Massage Parlor Trial Ends When Masseuse Recognizes Attorney, A Former Client


A federal sex-trafficking case was declared a mistrial last week when a masseuse testifying against an allegedly exploitative massage parlor recognized the defense attorney as a former client.

Liudmyla “Liuda” Ksenych, a Ukranian immigrant, worked at a massage parlor owned by Alex “Daddy” Campbell, where other women testified they were trained to give clients sexual favors and pay Campbell thousands of dollars to avoid deportation, the Chicago Sun-Times reports. When she left the witness stand last Monday, she told prosecutors that she recognized Campbell’s attorney, Douglas Rathe, as a former client.

Rathe, a former assistant Cook County state’s attorney, told U.S. District Court Judge Robert Gettleman that he had visited Ksenych four times for massages and given her a bottle of perfume as a gift, but that “nothing inappropriate” occurred during those visits, according to the Chicago Tribune.

“It was a massage — that was all it was,” Rathe told the Sun-Times Monday. “What happened was embarrassing — there was no doubt about it. [But] I did nothing illegal or nothing that was considered improper. This was a very unusual circumstance.”

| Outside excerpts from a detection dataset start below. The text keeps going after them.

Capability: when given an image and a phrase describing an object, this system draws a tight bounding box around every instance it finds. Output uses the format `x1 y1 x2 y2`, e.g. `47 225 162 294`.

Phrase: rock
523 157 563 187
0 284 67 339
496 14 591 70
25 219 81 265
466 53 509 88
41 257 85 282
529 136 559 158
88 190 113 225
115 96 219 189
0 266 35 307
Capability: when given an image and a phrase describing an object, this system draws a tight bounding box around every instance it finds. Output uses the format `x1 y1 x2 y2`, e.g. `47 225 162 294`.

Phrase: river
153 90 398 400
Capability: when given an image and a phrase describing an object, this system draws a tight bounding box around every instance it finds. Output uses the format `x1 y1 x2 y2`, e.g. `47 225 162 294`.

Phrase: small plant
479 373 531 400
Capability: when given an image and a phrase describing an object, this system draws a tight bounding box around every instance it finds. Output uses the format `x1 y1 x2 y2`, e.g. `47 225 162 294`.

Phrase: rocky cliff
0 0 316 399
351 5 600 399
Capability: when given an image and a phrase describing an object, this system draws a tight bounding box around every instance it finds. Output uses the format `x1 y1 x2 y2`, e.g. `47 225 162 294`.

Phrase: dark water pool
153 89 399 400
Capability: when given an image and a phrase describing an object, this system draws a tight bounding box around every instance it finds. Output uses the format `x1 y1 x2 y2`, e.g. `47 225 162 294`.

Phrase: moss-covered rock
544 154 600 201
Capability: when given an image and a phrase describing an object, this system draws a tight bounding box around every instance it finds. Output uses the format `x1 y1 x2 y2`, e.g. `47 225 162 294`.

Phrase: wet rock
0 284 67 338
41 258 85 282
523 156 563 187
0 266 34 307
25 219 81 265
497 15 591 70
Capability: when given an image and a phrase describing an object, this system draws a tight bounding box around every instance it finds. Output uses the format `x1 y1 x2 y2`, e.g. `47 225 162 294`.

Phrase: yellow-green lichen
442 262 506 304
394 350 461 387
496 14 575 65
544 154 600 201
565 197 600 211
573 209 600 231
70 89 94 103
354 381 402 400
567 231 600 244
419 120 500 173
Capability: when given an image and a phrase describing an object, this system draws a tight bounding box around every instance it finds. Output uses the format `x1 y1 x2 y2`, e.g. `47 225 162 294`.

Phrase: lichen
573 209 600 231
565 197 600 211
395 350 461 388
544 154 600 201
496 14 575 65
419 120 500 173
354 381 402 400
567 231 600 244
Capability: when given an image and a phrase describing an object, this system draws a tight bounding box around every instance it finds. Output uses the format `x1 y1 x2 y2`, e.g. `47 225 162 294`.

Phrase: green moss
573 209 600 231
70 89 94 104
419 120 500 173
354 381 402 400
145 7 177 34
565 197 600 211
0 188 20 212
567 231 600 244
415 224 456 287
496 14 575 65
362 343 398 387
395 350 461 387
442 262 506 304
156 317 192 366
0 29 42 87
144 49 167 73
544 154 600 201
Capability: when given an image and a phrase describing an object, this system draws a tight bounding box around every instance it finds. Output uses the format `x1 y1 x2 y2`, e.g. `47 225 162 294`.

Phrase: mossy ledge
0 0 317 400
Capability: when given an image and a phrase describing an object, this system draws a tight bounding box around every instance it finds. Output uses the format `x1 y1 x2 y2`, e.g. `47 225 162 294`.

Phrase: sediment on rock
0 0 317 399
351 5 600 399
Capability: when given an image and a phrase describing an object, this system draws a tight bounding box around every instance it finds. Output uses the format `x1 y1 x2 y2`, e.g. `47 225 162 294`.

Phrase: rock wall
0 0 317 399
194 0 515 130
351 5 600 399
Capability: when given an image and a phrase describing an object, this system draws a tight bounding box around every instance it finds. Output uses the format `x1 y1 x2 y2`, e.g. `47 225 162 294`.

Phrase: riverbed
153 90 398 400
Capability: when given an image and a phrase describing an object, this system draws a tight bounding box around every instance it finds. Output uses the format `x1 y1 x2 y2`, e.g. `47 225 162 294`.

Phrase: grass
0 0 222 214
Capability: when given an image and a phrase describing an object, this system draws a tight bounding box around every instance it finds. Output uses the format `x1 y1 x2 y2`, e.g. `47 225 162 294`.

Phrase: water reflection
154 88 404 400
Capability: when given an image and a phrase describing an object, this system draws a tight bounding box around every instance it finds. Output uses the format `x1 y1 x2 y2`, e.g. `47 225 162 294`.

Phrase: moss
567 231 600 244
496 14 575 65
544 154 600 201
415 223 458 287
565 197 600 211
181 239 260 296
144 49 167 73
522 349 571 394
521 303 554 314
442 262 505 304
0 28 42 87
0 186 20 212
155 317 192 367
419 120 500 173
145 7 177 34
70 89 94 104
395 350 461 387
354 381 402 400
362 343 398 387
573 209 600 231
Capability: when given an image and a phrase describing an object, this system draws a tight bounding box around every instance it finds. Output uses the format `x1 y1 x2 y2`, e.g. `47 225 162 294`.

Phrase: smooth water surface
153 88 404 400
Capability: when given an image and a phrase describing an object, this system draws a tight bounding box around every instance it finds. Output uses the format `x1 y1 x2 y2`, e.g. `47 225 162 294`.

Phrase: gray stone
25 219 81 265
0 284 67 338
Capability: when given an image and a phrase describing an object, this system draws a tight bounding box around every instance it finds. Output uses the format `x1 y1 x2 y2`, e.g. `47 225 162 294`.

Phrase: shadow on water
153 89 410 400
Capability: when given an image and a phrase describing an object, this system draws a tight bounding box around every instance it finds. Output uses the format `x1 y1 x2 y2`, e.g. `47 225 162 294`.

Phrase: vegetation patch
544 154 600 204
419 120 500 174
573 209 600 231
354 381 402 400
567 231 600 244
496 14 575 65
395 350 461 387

According to the indictment, Campbell is accused of coercing immigrant women into jobs at his massage parlors, confiscating their passports, trapping them in apartments and driving them to and from work and extorting thousands of dollars from them with the threat of deportation, the Sun-Times reports. An accomplice has already pled guilty to these crimes.

Neither the prosecutors nor the judge seemed convinced that Rathe's history with Ksenych interfered with his ability to do his job, according to the Sun-Times, and the government offered to withdraw Ksenych as a witness so the trial could continue.

But Campbell, who had already filed a motion for a mistrial on a separate issue, tried again, insisting he could not trust Rathe, his court-appointed attorney, and would need to be assigned a new defense lawyer, according the Tribune. The trial has been rescheduled for January.